26 août 1999 |
Des festivités telles que la Fête nationale des Québécois, la Fête du Canada, le Festival d'été ou le Carnaval de Québec réunissent les conditions qui favorisent les premières expériences d'alcoolisation des adolescents. "Presque tous les ados vivent leur première ivresse en groupe et à l'extérieur du cadre familial", explique l'étudiante-chercheure Ginette Paré, qui vient de compléter une étude sur le sujet au Département d'anthropologie. "Cette première cuite se tient, la plupart du temps, sous le sceau du secret: on transgresse les interdits parentaux et on ne tient pas à ce que les parents l'apprennent, du moins pas tout de suite."
Vingt-quatre ados de 14 et 15 ans, recrutés dans une école secondaire de Québec, ont participé à cette étude qui visait à approfondir les connaissances sur "l'apprentissage au boire des ados" et à examiner si leur première ivresse pouvait être liée à un rite de passage. La chercheure a conduit des entrevues au cours desquelles les jeunes devaient raconter leurs premières expériences de consommation d'alcool dans leur famille, leur première brosse et leur opinion sur la consommation d'alcool chez les filles et chez les gars.
Comme leurs aînés
Réalisée sous la direction du professeur Paul
Charest, l'étude démontre que les adolescents et
les adolescentes boivent le plus souvent pour les mêmes
raisons que leurs aînés, c'est-à-dire pour
célébrer un anniversaire ou, encore, pour marquer
une transition entre deux activités comme, par exemple,
la fin des classes et le début des vacances. "Historiquement
et culturellement, le boire accompagne et lubrifie la fête,
résume Ginette Paré. Les motivations à boire
chez les jeunes naissent de la volonté de vouloir apporter
des changements dans leurs activités habituelles et de
vouloir apporter un plus dans leur vie. L'enivrement provoque
automatiquement le rire et atténue la gêne entre
garçons et filles. En prenant de l'alcool, les jeunes acquièrent
des manières de faire et d'être. Ils apprennent à
devenir des adultes en partageant, tout comme eux, une même
esthétique du plaisir - se retrouver et partager - , basée
sur le vouloir-vivre communautaire en réaction au devoir-être
institutionnel."
L'apprentissage au boire, pour la majorité des jeunes, est en grande partie transmise par la génération précédente. "C'est un apprentissage qui se construit par observation et participation tout au long des différentes expériences vécues par les jeunes garçons et les jeunes filles et ce, de l'enfance à l'adolescence. On apprend à savoir boire. D'ailleurs, les jeunes nous ont étonnés par la maturité de leurs propos par rapport à l'alcool et nous avons constaté que tous se donnent des limites quant à leur consommation."
Égalité des sexes?
L'ivresse, chez les ados, n'est pas typiquement féminine
ou masculine et l'égalité entre les sexes s'est
instaurée en ce qui concerne l'alcoolisation, a constaté
l'anthropologue. Cependant, certains stéréotypes
et préjugés associés au boire persistent.

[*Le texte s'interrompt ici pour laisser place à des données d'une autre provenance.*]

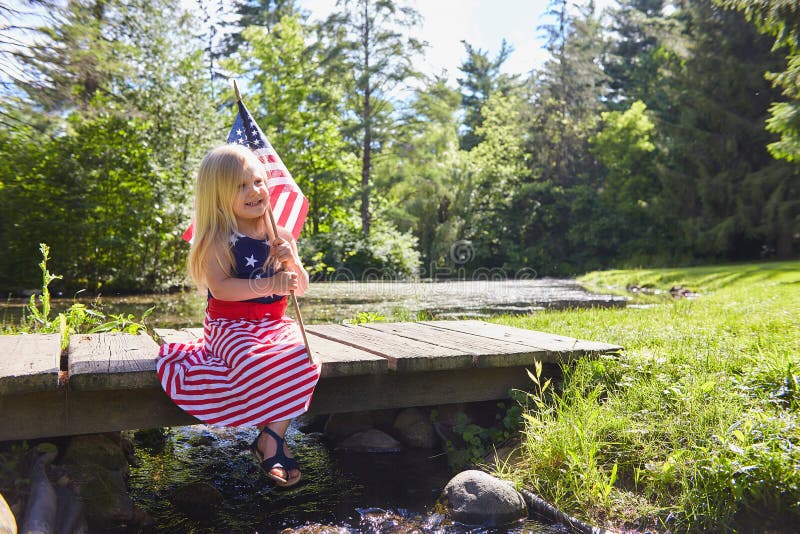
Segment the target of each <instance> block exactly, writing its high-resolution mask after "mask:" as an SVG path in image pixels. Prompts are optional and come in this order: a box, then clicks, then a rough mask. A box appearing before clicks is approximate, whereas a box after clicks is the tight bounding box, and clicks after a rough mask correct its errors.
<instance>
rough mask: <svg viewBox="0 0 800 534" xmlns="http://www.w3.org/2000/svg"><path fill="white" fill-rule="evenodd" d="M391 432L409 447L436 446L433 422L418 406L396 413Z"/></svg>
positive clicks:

Le préjugé le plus souvent mentionné, autant
chez les filles que chez les garçons, est celui de la fragilité
féminine. On a plus de difficulté à s'imaginer
ou à voir une fille qui est soûle qu'un gars qui
est soûl. Le boire des filles devrait se faire plus discret,
jugent les jeunes.
"Les politiques sociales prises à l'égard des jeunes en matière de prévention seraient plus pertinentes si nous prenions le temps de les écouter comme nous l'avons fait dans notre étude, estime Ginette Paré. Ces politiques n'en seraient que plus pertinentes et efficaces."